Should test scores be used AT ALL for teacher evaluation? By Valerie Strauss


Earlier this week a major report was released (pdf) saying that “value-added” formulas based on standardized test scores to evaluate teachers are unreliable and should not be used as a major factor in teacher assessment.

“Value-added modeling” has become the new big phrase in the education world. Essentially, it means measures that use test scores to track the growth of individual students as they progress through the grades to see how much “value” a teacher has added.

The value-added movement is supported by the Obama administration, which encouraged states to change laws to allow teachers to be evaluated primarily by such measures. And the Los Angeles Times recently used such a formula to grade more than 6,000 California teachers in a project that is highly controversial.

This would all be fine if assessment experts haven’t repeatedly warned that standardized tests designed for students should not be used to evaluate teachers. But they have. In addition, value-added formulas do not include other factors that affect students, and can skew results by giving better scores to teachers who “teach to the test” and lesser scores to teachers who are assigned students with the greatest educational needs.

In this climate, the Economic Policy Institute, a nonpartisan, nonprofit think tank based in Washington, the report, which concludes that heavy reliance on VAM methods should not dominate high-stakes decisions about teacher evaluation and pay.

The report, written by 10 prominent educators and researchers, says:

There is broad agreement among statisticians, psychometricians, and economists that student test scores alone are not sufficiently reliable and valid indicators of teacher effectiveness to be used in high-stakes personnel decisions, even when the most sophisticated statistical applications such as value-added modeling are employed.

For a variety of reasons, analyses of VAM results have led researchers to doubt whether the methodology can accurately identify more and less effective teachers. VAM estimates have proven to be unstable across statistical models, years, and classes that teachers teach.

And it warns of negative consequences if “value added” is a key component in evaluation — including more “teaching to the test” and narrowed curriculum.
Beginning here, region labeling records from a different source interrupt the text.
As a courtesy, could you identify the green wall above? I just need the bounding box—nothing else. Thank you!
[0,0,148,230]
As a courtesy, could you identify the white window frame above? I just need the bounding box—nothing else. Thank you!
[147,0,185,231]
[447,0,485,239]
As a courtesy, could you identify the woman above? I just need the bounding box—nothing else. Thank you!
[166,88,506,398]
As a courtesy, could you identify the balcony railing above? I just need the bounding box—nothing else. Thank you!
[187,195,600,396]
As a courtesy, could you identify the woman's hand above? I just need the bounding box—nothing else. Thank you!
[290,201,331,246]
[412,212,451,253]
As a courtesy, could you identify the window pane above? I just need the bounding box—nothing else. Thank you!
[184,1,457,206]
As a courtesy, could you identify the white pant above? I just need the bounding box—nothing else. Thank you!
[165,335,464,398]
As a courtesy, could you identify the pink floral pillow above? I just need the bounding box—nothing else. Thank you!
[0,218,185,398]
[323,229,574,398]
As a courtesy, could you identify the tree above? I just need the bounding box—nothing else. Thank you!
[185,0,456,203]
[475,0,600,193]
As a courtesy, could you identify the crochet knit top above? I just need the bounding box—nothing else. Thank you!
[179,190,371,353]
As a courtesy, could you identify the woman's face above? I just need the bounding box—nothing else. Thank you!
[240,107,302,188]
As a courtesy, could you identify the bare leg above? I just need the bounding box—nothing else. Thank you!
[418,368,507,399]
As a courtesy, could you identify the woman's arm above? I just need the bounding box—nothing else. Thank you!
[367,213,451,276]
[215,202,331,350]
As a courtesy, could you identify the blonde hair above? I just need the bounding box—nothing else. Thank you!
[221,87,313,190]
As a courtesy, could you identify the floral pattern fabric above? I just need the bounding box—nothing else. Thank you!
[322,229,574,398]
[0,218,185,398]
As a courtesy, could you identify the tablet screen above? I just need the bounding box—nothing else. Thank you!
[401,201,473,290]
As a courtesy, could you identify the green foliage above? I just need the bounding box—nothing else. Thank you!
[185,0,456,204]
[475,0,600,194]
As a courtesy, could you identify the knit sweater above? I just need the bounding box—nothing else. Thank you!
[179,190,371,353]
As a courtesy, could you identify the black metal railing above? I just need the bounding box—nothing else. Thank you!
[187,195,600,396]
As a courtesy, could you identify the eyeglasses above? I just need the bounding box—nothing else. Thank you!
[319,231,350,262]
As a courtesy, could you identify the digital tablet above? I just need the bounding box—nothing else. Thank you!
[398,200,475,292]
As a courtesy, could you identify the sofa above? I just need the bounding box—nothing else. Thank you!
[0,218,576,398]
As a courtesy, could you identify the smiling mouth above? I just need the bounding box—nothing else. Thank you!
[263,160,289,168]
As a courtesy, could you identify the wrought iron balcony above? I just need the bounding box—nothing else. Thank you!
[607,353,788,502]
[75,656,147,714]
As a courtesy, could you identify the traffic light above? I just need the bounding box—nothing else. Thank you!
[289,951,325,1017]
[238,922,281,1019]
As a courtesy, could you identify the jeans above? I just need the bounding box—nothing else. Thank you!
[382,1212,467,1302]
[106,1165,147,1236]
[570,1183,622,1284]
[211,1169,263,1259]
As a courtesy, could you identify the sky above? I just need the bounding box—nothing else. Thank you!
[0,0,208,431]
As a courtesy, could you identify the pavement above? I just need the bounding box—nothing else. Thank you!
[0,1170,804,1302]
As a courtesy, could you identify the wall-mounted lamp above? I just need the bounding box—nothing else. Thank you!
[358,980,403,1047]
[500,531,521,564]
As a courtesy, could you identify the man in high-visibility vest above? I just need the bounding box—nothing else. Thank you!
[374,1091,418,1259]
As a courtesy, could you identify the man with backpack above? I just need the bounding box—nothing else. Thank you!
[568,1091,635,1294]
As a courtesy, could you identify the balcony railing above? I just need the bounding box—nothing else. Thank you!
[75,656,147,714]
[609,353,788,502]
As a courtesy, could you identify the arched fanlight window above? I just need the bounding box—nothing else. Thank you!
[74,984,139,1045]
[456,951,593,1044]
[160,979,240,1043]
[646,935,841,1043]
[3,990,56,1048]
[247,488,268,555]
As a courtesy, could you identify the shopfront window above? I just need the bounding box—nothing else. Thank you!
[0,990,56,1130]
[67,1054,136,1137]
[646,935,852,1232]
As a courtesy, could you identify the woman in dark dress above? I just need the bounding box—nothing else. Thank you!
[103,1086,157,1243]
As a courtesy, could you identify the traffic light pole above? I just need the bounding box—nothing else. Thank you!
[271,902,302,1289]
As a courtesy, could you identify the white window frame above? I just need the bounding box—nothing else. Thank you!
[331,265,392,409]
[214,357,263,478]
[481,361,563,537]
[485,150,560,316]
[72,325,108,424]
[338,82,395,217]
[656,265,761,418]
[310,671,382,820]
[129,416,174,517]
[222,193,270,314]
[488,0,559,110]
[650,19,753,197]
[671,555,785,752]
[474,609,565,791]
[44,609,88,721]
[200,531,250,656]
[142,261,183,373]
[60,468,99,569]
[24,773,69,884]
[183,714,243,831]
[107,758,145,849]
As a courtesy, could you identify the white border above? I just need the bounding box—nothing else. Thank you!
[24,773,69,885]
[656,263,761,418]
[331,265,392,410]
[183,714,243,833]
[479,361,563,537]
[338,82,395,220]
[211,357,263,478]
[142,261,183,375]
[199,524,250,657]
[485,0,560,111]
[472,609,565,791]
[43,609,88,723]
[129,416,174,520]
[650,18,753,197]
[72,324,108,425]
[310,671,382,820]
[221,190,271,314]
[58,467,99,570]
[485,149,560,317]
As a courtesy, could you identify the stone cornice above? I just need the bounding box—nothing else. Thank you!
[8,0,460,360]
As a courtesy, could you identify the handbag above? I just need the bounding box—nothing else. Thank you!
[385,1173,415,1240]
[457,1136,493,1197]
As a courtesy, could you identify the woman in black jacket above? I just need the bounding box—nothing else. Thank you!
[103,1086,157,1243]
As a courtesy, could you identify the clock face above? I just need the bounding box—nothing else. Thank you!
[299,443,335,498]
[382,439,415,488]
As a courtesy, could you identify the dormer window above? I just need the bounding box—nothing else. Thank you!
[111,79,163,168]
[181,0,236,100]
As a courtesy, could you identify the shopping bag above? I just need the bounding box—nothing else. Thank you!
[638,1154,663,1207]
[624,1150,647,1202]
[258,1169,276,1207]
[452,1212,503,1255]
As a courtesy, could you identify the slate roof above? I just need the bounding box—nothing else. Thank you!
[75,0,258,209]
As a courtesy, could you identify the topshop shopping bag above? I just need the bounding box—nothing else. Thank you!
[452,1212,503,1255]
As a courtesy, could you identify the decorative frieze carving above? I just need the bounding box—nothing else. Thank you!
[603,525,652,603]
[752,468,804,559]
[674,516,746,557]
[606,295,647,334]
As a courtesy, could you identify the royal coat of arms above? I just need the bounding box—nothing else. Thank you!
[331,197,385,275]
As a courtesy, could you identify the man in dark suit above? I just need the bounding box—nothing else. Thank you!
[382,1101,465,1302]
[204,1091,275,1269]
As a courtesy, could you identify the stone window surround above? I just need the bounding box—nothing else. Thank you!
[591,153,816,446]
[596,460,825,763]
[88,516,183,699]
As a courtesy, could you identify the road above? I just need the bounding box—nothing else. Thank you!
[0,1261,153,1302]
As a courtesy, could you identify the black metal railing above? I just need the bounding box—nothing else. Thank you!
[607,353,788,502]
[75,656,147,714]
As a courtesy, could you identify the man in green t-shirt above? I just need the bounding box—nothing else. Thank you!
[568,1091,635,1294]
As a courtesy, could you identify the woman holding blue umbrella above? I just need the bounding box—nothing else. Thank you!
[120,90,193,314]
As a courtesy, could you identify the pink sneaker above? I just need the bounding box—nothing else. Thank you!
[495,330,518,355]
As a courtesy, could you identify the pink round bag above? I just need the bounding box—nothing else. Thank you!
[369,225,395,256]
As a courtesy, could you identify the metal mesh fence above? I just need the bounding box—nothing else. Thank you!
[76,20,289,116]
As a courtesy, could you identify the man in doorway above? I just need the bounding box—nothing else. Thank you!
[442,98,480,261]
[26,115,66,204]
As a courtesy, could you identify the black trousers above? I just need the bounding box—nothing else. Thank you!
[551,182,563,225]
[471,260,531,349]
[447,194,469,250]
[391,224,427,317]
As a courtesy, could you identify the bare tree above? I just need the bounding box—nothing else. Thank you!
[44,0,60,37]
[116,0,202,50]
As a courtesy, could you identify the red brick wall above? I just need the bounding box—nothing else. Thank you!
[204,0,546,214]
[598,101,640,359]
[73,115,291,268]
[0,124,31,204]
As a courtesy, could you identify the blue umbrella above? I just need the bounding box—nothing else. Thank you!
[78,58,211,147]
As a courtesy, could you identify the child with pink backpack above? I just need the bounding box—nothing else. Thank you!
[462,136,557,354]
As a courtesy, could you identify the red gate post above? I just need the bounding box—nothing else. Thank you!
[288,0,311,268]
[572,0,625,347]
Further, the study says, teachers may try to avoid being assigned particularly needy students because they do worse on standardized tests.

With all of that said, I wondered why the report did not say that these measures should not be used at all in evaluation.

The executive summary says:

Legislatures should not mandate a test-based approach to teacher evaluation that is unproven and likely to harm not only teachers, but also the children they instruct.

But it also says:

Adopting an invalid teacher evaluation system and tying it to rewards and sanctions is likely to lead to inaccurate personnel decisions and to demoralize teachers, causing talented teachers to avoid high-needs students and schools, or to leave the profession entirely, and discouraging potentially effective teachers from entering it.

So, what gives? Why should VAM measures be used if there is no consensus that they are reliable assessment tools? Why should they be given any weight? There are better, albeit more time-consuming ways, to weed out bad teachers.

I asked EPI to query the authors about this, and received a response from Helen F. Ladd, professor of public policy and economics at Duke University, president-elect of the Association for Public Policy Analysis and Management.

You can see the full list of authors, which includes Diane Ravitch and Linda Darling-Hammond, here, along with the executive summary.

I asked: If student standardized test scores are unreliable as stated in the study, why should they be used at all in teacher evaluation? Why doesn’t the study say they should not be used, period, for this purpose? Was the study bending to political reality?

Ladd: “There is no perfect way to evaluate teachers. Test scores are unreliable; so are principal observations, or peer evaluations, or analysis of videotapes, and so on. The only way to evaluate teachers fairly is to gather information from a variety of imperfect sources, each of which may contribute some information. If a teacher seemed to be ineffective in all of these measures, I’d be pretty confident that the teacher was ineffective. But if a teacher were ineffective only on one of them, I would be reluctant to make that conclusion.

“Test scores are unreliable, but they are still more often right than wrong, but not sufficiently more often to justify making high-stakes decisions on the basis of test scores alone. But giving test scores too much weight in a balanced evaluation system runs the additional danger of creating incentives to narrow the curriculum, as we described in the paper. If they are not given too much weight, this danger is lessened. How much weight they should be given should be a matter of local experimentation and judgment. All we say in the paper is that giving them 50 percent of the weight is too much.”